In Roe v. Wade, the Supreme Court ruled that the Constitution does not allow states to ban abortion before the fetus lives outside the womb. Republican senators say the concept of fetal viability is “made up of whole cloth” and has no basis in the Constitution.
“This is a child. It’s human. It has fingers. It has toes, ”Lee said, pointing to the embryo image at a news conference. “The fact that this child has not taken her first breath does not deny her humanity. Bad things happen when we deny humanity.
Lee said the 1973 Supreme Court ruling allowing abortion was a “graft” on the right not to have a constitution.
“I challenge anyone to identify what the provision does for a person who cannot be protected under state law,” he said. “You cannot take anything that is not protected by the Constitution, it is the right to freedom of speech, the right to be free from unreasonable searches and seizures, the right to freedom of religion … and it can be called constitutional protection.”
In July, Lee and Sense. Josh Hawley, R-Mo., And Ted Cruz, R-Texas, filed an amicus or friend-of-the-court brief in the Mississippi case, arguing that the current abortion law is “unsustainable.” It permits judges to interpret it according to their own policy preferences, taking power from state legislatures.
The Utah Legislature passed legislation banning abortion after 18 weeks of abortion in 2019. A federal judge will withhold the law until the outcome of the Mississippi case.
Utah’s Planned Parenthood law is unconstitutional, and the state sued the state, arguing that in 18 weeks no fetus was viable and that the ban was a violation of the Supreme Court precedent that had been settled for four decades.
Since that Supreme Court ruling, the lawsuit states that no court has upheld the law banning abortion before it is viable.

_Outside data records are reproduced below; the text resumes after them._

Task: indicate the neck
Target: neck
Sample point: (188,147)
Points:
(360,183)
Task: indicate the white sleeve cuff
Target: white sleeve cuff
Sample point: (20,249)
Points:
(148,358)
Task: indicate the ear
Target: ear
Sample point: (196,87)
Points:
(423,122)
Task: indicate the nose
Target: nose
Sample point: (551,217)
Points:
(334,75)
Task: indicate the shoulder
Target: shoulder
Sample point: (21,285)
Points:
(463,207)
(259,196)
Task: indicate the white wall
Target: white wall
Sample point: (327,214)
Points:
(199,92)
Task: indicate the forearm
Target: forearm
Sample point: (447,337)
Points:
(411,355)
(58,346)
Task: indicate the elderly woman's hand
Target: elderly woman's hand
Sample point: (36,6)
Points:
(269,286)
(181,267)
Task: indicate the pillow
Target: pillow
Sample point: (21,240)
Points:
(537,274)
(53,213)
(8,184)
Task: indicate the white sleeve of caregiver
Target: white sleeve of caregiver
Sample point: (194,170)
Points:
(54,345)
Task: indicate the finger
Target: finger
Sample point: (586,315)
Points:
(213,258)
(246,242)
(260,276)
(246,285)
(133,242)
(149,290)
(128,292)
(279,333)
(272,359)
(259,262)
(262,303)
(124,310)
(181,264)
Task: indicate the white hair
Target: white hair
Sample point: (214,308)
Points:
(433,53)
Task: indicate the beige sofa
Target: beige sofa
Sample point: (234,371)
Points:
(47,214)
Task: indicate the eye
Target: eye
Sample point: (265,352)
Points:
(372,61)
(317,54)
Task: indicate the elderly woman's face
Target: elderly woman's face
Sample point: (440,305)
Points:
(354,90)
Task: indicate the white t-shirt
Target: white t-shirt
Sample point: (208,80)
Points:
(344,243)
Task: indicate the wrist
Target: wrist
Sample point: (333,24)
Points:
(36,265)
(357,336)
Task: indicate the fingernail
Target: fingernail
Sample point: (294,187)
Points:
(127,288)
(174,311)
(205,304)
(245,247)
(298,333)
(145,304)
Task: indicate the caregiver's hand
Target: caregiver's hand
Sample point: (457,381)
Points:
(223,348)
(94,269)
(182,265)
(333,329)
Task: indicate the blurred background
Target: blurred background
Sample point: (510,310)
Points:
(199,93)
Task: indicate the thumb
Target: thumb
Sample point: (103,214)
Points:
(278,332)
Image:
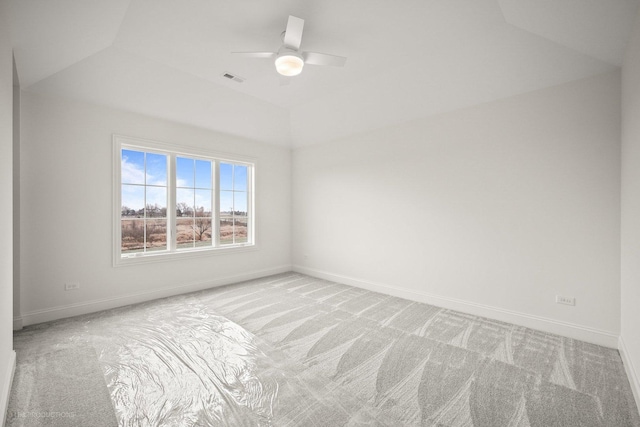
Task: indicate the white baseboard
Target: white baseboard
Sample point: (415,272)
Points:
(632,374)
(7,381)
(579,332)
(60,312)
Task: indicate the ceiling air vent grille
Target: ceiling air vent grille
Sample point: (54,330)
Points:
(233,77)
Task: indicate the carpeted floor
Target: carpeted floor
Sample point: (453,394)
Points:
(292,350)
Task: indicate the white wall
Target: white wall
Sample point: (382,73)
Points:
(7,356)
(493,209)
(630,280)
(66,211)
(16,195)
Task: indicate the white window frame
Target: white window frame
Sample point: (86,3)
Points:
(172,151)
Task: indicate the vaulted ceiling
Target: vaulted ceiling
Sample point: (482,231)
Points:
(406,59)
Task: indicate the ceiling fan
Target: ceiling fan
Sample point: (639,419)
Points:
(289,59)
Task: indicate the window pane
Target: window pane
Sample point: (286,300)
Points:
(156,235)
(202,230)
(240,203)
(203,173)
(132,198)
(226,202)
(226,176)
(184,202)
(240,178)
(240,230)
(132,235)
(132,167)
(184,172)
(203,203)
(156,202)
(184,233)
(156,169)
(226,231)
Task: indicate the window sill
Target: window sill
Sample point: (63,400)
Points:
(181,255)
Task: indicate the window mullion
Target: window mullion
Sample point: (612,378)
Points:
(215,214)
(171,205)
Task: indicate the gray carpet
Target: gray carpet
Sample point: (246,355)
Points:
(291,350)
(60,388)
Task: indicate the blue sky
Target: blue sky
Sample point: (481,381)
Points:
(193,179)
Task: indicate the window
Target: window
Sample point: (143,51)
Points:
(171,201)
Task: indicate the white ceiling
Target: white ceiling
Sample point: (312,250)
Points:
(406,59)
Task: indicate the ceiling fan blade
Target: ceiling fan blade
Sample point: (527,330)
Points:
(316,58)
(266,55)
(293,33)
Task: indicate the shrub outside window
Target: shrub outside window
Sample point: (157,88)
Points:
(173,201)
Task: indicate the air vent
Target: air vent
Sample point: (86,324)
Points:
(233,77)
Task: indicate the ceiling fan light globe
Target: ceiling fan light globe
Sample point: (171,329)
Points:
(289,65)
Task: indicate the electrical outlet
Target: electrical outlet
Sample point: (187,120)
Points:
(71,286)
(565,300)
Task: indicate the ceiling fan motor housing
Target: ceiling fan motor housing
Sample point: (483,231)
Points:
(289,62)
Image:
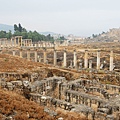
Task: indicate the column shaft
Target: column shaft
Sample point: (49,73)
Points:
(36,56)
(64,61)
(86,59)
(111,61)
(45,56)
(98,60)
(55,58)
(28,54)
(75,59)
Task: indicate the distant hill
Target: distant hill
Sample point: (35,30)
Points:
(6,28)
(113,35)
(47,33)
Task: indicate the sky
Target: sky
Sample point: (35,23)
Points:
(77,17)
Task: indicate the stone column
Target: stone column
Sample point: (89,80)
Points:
(98,59)
(45,56)
(55,57)
(86,59)
(11,42)
(21,41)
(13,52)
(0,44)
(111,61)
(36,55)
(14,41)
(20,53)
(28,54)
(75,59)
(90,64)
(64,60)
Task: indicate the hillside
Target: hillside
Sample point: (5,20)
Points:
(113,35)
(6,28)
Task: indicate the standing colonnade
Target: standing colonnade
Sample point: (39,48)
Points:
(87,63)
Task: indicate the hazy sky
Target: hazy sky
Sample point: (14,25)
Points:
(78,17)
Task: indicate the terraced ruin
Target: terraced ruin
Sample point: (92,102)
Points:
(68,82)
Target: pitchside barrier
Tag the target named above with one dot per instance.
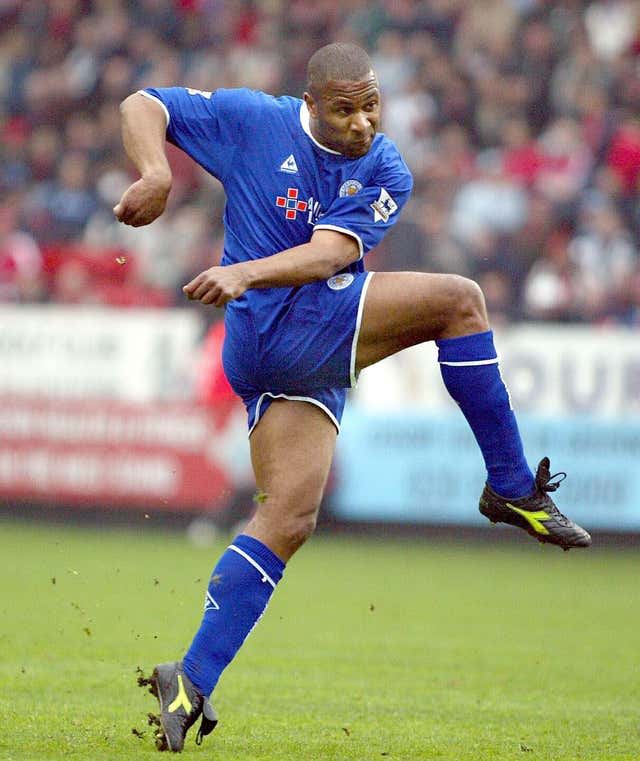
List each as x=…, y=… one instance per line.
x=406, y=455
x=99, y=406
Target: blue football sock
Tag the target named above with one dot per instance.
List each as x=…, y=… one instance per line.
x=469, y=367
x=239, y=590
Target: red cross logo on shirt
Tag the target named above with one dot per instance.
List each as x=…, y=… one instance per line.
x=291, y=203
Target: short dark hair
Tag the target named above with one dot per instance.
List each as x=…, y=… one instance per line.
x=339, y=60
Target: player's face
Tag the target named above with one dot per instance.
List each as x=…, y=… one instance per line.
x=345, y=115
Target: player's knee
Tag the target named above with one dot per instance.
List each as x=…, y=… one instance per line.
x=298, y=528
x=470, y=309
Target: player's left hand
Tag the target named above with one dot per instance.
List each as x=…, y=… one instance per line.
x=217, y=285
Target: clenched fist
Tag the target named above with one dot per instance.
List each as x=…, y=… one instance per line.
x=143, y=201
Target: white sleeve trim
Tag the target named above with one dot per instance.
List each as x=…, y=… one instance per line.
x=159, y=102
x=346, y=232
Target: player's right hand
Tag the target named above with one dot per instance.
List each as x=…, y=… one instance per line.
x=218, y=285
x=143, y=201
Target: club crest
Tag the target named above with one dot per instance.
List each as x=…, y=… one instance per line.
x=349, y=188
x=338, y=282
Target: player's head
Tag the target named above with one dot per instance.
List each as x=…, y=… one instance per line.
x=343, y=98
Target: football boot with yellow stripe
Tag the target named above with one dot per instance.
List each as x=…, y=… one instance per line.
x=180, y=707
x=536, y=514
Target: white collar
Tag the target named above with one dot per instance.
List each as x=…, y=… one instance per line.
x=304, y=121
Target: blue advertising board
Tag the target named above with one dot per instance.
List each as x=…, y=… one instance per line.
x=426, y=468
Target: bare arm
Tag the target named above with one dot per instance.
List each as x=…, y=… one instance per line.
x=325, y=254
x=143, y=134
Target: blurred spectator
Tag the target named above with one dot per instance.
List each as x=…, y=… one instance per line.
x=21, y=276
x=518, y=119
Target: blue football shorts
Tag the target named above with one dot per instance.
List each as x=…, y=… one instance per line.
x=302, y=348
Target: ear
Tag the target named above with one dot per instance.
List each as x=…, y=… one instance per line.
x=311, y=105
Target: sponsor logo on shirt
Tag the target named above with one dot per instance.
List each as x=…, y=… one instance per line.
x=384, y=207
x=289, y=165
x=338, y=282
x=291, y=204
x=349, y=188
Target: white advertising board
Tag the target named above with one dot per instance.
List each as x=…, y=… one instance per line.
x=76, y=352
x=549, y=370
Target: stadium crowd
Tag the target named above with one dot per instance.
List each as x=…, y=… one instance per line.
x=518, y=118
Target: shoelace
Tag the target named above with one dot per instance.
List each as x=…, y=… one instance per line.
x=208, y=723
x=547, y=484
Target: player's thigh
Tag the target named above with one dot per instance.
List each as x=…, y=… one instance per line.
x=403, y=309
x=291, y=451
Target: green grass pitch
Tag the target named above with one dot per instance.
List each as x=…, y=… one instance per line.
x=370, y=650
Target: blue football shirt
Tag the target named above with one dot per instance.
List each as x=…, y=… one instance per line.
x=280, y=183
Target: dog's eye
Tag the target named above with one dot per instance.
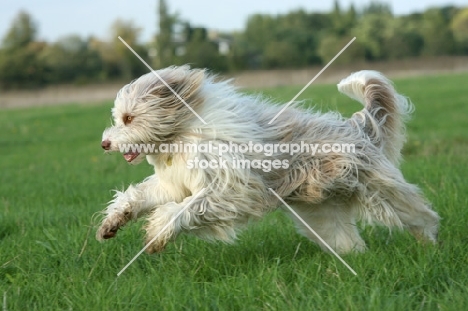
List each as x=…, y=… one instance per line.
x=127, y=119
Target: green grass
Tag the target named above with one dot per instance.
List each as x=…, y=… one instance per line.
x=54, y=178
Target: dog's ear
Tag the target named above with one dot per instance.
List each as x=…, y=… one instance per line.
x=182, y=81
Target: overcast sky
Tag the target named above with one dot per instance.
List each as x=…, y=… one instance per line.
x=57, y=18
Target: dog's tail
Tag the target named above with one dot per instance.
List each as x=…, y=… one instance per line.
x=385, y=111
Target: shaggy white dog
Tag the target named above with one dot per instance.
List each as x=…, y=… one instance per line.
x=331, y=191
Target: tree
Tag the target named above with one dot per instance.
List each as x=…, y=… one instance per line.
x=19, y=64
x=22, y=32
x=71, y=59
x=130, y=66
x=164, y=39
x=371, y=32
x=459, y=27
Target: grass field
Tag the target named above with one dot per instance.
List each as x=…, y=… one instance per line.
x=54, y=178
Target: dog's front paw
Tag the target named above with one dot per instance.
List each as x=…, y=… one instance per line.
x=112, y=223
x=156, y=246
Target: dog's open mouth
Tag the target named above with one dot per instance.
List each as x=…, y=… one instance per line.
x=130, y=156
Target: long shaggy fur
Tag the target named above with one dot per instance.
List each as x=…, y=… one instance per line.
x=330, y=191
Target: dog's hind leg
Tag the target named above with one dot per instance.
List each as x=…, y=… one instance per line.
x=334, y=221
x=392, y=201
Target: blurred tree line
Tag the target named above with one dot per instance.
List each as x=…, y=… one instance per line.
x=293, y=40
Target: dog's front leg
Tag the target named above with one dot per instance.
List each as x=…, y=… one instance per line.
x=167, y=221
x=136, y=201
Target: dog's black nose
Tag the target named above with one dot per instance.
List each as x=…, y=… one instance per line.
x=105, y=144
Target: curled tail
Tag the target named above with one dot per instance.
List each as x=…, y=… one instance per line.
x=385, y=111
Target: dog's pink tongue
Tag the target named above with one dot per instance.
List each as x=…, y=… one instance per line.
x=130, y=156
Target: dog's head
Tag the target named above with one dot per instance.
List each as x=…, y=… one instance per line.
x=153, y=110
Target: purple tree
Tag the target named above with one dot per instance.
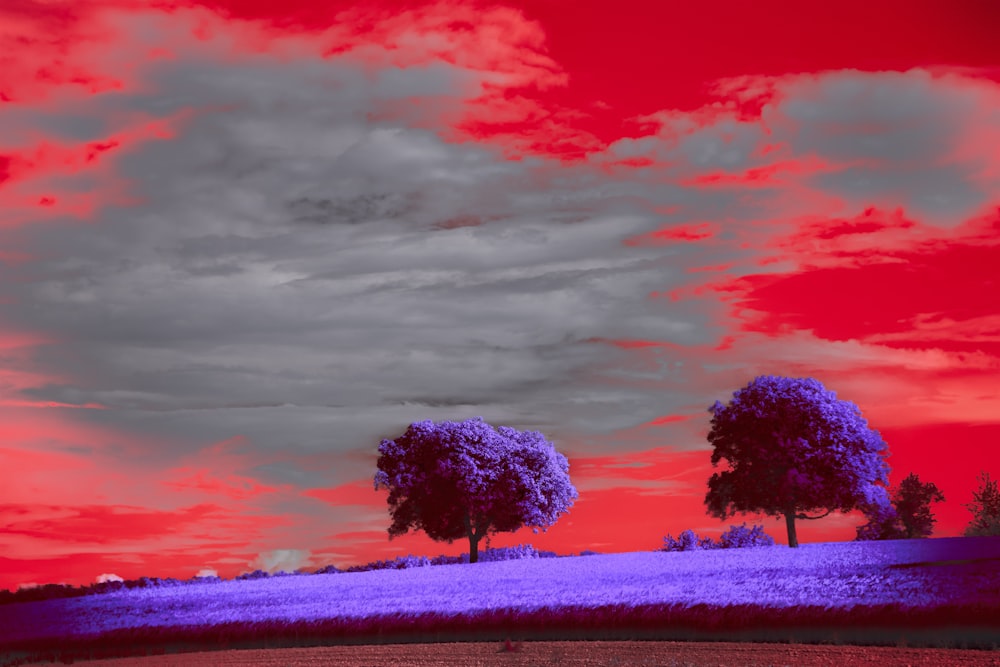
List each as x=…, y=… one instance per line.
x=467, y=480
x=908, y=517
x=793, y=448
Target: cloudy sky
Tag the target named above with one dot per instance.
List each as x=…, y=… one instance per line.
x=242, y=241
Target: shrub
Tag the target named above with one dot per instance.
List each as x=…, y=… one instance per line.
x=736, y=537
x=519, y=552
x=741, y=537
x=686, y=541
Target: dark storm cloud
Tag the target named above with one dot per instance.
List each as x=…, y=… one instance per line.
x=286, y=277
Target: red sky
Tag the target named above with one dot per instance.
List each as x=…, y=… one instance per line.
x=244, y=241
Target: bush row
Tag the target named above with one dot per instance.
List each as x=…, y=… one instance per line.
x=737, y=537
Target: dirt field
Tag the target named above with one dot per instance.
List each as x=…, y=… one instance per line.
x=573, y=654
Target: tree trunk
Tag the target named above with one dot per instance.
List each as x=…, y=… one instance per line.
x=793, y=540
x=474, y=548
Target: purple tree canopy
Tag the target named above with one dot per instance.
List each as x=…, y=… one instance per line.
x=793, y=447
x=467, y=479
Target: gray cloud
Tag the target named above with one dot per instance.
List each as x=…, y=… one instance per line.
x=287, y=276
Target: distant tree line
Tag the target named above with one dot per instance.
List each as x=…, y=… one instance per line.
x=791, y=449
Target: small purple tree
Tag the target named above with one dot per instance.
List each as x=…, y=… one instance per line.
x=467, y=479
x=909, y=516
x=985, y=508
x=793, y=448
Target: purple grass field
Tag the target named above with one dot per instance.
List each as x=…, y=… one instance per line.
x=941, y=592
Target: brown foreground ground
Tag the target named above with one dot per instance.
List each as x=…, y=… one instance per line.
x=573, y=654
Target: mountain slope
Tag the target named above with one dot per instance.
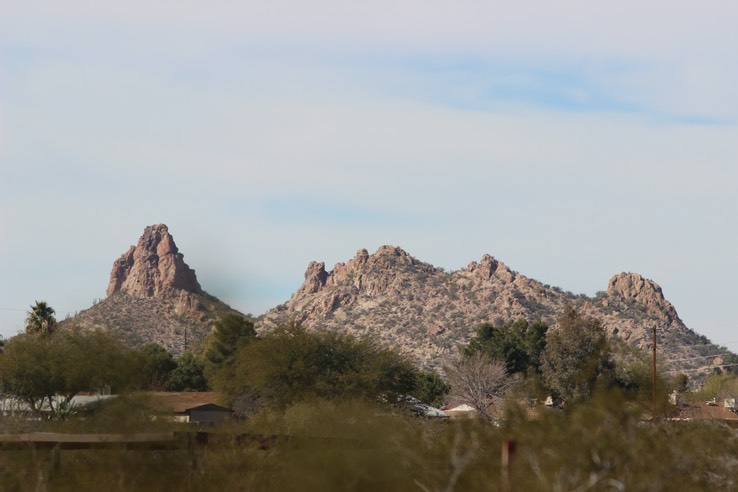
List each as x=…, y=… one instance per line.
x=154, y=296
x=419, y=308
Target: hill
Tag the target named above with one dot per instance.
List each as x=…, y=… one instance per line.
x=154, y=296
x=428, y=312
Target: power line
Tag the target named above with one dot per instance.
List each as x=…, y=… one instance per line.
x=699, y=357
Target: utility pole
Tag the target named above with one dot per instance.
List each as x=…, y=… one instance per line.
x=653, y=371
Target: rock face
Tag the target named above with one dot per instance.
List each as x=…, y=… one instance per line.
x=154, y=297
x=427, y=312
x=153, y=268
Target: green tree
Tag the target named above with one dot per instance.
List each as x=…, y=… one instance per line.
x=291, y=364
x=156, y=364
x=680, y=383
x=46, y=373
x=40, y=319
x=189, y=375
x=576, y=356
x=230, y=333
x=430, y=388
x=479, y=382
x=518, y=345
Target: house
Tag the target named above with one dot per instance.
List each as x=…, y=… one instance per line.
x=189, y=406
x=709, y=410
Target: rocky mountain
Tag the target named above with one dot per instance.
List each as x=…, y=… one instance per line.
x=428, y=312
x=154, y=296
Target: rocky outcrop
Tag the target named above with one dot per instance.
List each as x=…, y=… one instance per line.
x=153, y=268
x=154, y=297
x=427, y=312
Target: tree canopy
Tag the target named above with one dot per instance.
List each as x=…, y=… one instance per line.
x=577, y=356
x=45, y=373
x=40, y=319
x=291, y=364
x=517, y=345
x=479, y=382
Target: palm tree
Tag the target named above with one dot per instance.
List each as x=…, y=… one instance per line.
x=41, y=319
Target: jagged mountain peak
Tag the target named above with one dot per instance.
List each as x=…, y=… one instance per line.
x=153, y=268
x=428, y=312
x=154, y=296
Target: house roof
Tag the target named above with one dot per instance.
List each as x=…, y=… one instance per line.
x=208, y=407
x=179, y=402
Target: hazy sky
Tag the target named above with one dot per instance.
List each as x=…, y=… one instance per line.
x=572, y=140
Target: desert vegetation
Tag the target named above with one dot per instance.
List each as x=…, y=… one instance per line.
x=319, y=410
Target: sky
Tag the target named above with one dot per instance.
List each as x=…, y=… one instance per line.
x=572, y=140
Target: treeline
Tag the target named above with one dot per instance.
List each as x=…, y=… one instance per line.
x=46, y=367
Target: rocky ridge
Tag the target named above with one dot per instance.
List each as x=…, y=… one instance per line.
x=428, y=312
x=154, y=296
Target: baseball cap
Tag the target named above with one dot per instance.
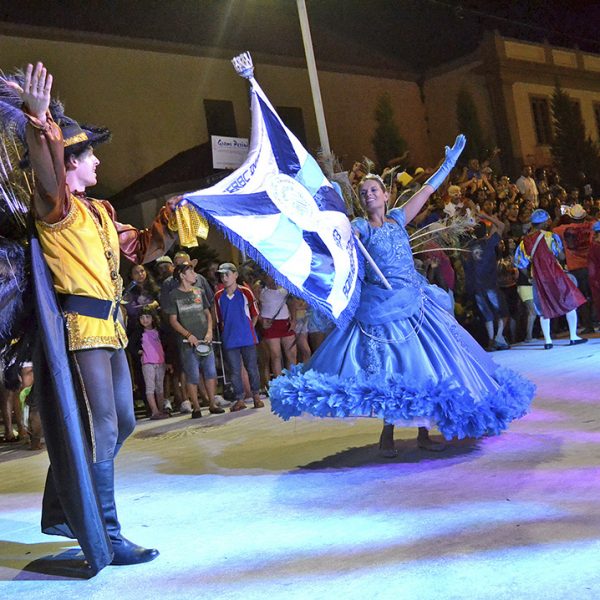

The Utah bill originally set a statutory abortion limit at 15 weeks gestation, but was revised 18 weeks before the Republican-controlled legislature passed it in mostly party lines.
Utah joined two dozen states briefly before the Supreme Court last July to hear the Mississippi case.
Utah Solicitor General Melissa Holyoak said the state supports the case because “similar to the law of Mississippi, Utah’s law banning elective abortion after 18 weeks is constitutional.”
“Nothing in the Constitution prevents states from implementing reasonable measures to safeguard the dignity of all human beings, including unborn,” he said in July. “The legal challenge to Utah’s law has been withheld until the outcome of the Supreme Court decision, but the Attorney General’s Office continues to uphold Utah’s law strongly.”